SUPPORTED TeX \special COMMANDS

       "\special" commands supported by dvilj have the generic syntax

         \special{key1=value key1="value with space"}
         \special{key3 = value key4 = 'note optional spaces around equal sign'}

       I.e., specials are a sequence of key/value pairs, separated by an equal sign. Spaces
       around the equal sign are ignored. The value is either a space separated word, or a quoted
       string. Both double and single quotes can be used, alternatively. There is no support for
       quoting quote characters in values; if you want both double and single quotes in one
       value, you're out of luck.

       The following key/value combinations are valid:

       hpfile=file
           Insert file at the current position. file is searched with kpathsea(3), see below.

           The file content must be valid for this printer, i.e., it should contain PCL escape
           sequences or HP-GL/2 commands.

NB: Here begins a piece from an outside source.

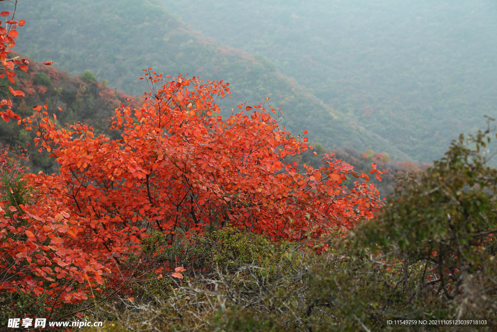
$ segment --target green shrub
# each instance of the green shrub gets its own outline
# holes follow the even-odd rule
[[[35,84],[44,85],[46,87],[52,86],[52,81],[50,80],[48,75],[45,73],[35,73],[34,76],[33,77],[33,82]]]
[[[89,70],[84,71],[83,75],[81,75],[81,80],[85,83],[88,83],[90,81],[98,82],[96,78],[95,77],[95,75],[92,74],[91,72]]]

If the file is a graphics file, this typically means
           that the upper left corner of the graphics is placed at the current position.

           PCL absolute positioning escape sequences in file are rewritten to be relative
           positioning commands; the lowest appearing coordinate is used as reference.

       hpfile_verbatim=file
           Insert file verbatim at the current position, without any changes of the file content.
           file is searched with kpathsea(3), see below.

           This is mostly used to keep absolute positions in PCL files.

       psfile=file llx=x0 lly=y0 urx=x1 ury=y1 rwi=s
           Convert PostScript file file to HP PCL, by Ghostscript with device "ljetplus", and
           insert the resulting graphics file at the current position, rewriting absolute
           position escape sequences. file is searched with kpathsea(3), see below.

           The accompanying key/value pairs are mandatory, they can be specified in an arbitrary
           order. Values x0, x1, y0, y1, and s are integers. (x0,y0) is the lower left corner,
           (x1,y1) the upper right corner of the image.

           Please note: The specific semantics of this special is not known.  In particular, the
           rwi parameter is some scale factor; but even looking at the source code it is not
           quite clear what the special's author intended to implement here. In addition, it is
           unclear what dimensions are used to specify the corners, PostScript points or PCL
           dots.

           If you happen to know the psfile semantics, or if you spent the work analyzing them,
           please inform us at tex-k@tug.org, so that we can update this man page with the
           relevant information.

       dvilj-psfile-syntax=syntax
           where syntax is either "dvilj" or "ignore". This is a very crude way to tell the
           driver what to do with psfile specials.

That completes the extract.